Em nova denúncia, Ministério Público Estadual pede que ex-prefeito de Osvaldo Cruz devolva dinheiro aos cofres públicos
Nossa Lucélia - 19.12.2017
O valor de R$ 2.586.391,80 foi solicitado a Valter Luiz Martins
OSVALDO CRUZ - Na noite da última sexta-feira (15), o Ministério Público Estadual (MPE), por meio da Promotoria de Justiça do Patrimônio Público e Social, da 2ª Vara Cível da Comarca de Osvaldo Cruz, propôs uma nova Ação Civil Pública de "ressarcimento de danos por atos de improbidade administrativa e pedido de aplicabilidade das respectivas cominações legais", contra o ex-prefeito VALTER LUIZ MARTINS e OUTROS, por ter praticado no período entre 1º de janeiro de 2009 a 31 de dezembro de 2012, quando exerceu o cargo de Prefeito Municipal de Osvaldo Cruz, atos de improbidade administrativa que causaram lesões ao erário público desta municipalidade, consistentes em fraudes ocorridas nos processos de licitações adiante relacionados, com evidente direcionamento dos resultados dos certames, para que sempre saísse vencedora a empresa CONSTRUTORA CALIFÓRNIA OSVALDO CRUZ LTDA, ora requerida, que foi efetivamente contratada para a realização das seguintes obras:
- Construção concha acústica;
- Serviço de apoio ao idoso;
- Revitalização da Praça Lucas Nogueira Garcez (Estadual);
- Cozinha piloto;
- Prédio do SOS;
- Ampliação da Biblioteca Municipal;
- Creche na Rua Santa Paula;
- Parque Municipal C. H. Nelson Cavallini;
- C. Área de Lazer com piscinas;
- Posto de Saúde;
- Revitalização da Av.
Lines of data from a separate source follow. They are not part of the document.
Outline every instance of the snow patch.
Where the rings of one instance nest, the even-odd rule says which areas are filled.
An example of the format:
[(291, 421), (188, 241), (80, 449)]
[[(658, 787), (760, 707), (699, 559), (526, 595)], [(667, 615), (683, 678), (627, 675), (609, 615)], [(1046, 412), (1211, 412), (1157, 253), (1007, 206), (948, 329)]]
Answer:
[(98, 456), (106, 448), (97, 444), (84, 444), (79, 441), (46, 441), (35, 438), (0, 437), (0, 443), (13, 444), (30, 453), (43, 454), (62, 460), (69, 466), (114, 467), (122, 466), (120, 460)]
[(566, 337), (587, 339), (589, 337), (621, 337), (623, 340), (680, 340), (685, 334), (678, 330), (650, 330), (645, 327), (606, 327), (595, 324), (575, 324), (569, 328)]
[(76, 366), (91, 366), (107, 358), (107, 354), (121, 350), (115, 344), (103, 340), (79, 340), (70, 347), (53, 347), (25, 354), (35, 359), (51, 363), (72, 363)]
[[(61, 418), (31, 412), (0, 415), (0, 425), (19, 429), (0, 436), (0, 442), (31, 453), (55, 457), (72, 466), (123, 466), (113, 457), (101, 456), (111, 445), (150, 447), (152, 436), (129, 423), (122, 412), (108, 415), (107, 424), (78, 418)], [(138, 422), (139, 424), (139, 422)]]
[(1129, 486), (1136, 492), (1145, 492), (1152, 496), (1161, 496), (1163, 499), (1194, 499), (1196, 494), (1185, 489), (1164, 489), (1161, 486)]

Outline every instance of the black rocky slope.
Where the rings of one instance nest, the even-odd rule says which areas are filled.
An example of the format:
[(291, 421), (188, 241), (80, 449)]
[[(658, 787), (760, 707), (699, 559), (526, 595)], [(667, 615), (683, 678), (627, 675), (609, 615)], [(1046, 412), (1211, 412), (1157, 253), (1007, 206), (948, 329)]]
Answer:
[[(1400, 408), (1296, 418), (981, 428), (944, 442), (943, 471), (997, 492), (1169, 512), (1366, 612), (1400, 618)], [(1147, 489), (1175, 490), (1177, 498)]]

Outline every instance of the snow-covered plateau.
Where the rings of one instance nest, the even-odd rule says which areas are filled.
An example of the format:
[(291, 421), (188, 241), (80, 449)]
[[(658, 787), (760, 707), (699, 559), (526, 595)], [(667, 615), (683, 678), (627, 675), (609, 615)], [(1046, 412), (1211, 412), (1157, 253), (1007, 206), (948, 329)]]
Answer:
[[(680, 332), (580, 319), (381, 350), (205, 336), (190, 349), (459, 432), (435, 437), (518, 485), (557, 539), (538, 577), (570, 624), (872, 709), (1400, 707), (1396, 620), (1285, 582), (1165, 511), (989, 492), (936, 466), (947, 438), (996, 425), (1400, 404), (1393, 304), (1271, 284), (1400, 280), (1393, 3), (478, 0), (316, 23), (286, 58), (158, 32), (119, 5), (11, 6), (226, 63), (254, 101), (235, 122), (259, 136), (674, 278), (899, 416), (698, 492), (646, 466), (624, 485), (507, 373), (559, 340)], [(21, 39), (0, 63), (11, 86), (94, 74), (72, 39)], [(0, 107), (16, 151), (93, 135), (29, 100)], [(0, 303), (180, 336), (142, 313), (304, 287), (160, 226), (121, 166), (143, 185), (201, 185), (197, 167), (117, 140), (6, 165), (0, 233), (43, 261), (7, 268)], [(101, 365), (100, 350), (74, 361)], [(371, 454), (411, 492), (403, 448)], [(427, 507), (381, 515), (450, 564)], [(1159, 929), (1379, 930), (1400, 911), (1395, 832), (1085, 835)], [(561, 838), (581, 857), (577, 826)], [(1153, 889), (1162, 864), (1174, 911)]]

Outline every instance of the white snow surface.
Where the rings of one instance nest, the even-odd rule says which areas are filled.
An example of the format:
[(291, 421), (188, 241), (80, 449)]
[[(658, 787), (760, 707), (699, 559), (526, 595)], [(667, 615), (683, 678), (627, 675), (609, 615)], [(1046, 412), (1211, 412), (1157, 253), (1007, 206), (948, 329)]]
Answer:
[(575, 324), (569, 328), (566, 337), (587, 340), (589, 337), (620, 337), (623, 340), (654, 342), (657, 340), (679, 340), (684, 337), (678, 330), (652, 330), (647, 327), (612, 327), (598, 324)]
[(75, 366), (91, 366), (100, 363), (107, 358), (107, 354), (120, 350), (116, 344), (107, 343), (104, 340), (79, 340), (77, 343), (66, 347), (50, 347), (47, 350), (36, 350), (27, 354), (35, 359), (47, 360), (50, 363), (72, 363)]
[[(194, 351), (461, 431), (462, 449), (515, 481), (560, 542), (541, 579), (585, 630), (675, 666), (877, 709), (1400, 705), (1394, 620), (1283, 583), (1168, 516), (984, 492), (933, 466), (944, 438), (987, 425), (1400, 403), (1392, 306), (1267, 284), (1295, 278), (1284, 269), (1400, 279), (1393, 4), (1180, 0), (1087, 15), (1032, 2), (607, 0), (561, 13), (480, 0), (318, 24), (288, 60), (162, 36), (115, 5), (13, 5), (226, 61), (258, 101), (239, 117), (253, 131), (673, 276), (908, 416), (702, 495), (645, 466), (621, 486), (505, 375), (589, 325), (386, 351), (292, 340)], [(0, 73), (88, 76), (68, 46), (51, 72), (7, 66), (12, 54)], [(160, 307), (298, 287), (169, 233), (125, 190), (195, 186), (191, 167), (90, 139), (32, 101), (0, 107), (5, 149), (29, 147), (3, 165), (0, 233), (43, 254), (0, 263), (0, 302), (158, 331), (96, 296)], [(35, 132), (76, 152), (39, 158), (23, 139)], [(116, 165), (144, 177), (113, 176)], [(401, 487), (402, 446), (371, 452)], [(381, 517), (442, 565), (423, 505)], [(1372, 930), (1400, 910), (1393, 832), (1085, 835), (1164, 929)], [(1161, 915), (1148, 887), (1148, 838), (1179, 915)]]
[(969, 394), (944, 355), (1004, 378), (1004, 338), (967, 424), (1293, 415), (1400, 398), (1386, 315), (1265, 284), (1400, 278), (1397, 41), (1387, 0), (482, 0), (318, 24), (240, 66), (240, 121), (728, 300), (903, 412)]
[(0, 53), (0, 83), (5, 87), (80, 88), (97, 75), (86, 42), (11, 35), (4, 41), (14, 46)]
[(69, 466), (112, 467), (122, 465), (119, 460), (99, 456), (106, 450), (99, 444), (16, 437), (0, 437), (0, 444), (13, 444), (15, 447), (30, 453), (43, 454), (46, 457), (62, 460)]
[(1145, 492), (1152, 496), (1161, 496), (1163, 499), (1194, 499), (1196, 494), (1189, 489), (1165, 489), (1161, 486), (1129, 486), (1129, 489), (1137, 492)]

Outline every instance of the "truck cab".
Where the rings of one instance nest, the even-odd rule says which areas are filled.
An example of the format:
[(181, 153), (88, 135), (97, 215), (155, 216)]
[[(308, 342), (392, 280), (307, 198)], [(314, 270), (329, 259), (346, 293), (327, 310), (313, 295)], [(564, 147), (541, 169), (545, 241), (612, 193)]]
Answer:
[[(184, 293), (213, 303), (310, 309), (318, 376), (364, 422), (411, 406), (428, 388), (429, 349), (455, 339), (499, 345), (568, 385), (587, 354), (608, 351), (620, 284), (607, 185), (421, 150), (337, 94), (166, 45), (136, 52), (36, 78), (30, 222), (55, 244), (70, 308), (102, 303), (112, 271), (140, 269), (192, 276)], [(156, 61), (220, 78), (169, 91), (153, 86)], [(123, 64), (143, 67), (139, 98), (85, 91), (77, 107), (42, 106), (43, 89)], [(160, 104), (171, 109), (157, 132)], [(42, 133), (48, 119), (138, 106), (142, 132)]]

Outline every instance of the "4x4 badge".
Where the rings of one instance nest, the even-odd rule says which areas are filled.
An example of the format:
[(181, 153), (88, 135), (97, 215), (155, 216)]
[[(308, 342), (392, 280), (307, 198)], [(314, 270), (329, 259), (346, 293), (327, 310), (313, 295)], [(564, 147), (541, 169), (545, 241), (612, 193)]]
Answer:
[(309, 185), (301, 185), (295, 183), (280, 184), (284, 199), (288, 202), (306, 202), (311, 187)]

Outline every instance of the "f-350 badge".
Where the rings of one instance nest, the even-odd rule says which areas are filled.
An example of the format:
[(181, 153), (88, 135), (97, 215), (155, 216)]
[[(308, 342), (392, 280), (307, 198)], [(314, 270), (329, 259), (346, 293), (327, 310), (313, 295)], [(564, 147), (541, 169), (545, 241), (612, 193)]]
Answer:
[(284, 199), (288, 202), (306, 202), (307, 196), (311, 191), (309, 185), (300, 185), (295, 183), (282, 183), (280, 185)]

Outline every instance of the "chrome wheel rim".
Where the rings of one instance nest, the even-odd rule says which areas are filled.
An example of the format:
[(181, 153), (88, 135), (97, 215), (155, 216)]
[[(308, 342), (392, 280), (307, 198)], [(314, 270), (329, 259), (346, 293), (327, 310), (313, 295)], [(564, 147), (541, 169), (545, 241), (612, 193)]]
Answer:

Brasil.
De acordo com as explicações do promotor, a questão é que, durante a gestão do então Prefeito Municipal VALTER LUIZ MARTINS, as licitações realizados para a execução das obras acima mencionadas, houve inegável direcionamento do resultado dos respectivos certames, de forma que sempre saísse vencedora a empresa CONSTRUTORA CALIFÓRNIA OSVALDO CRUZ LTDA.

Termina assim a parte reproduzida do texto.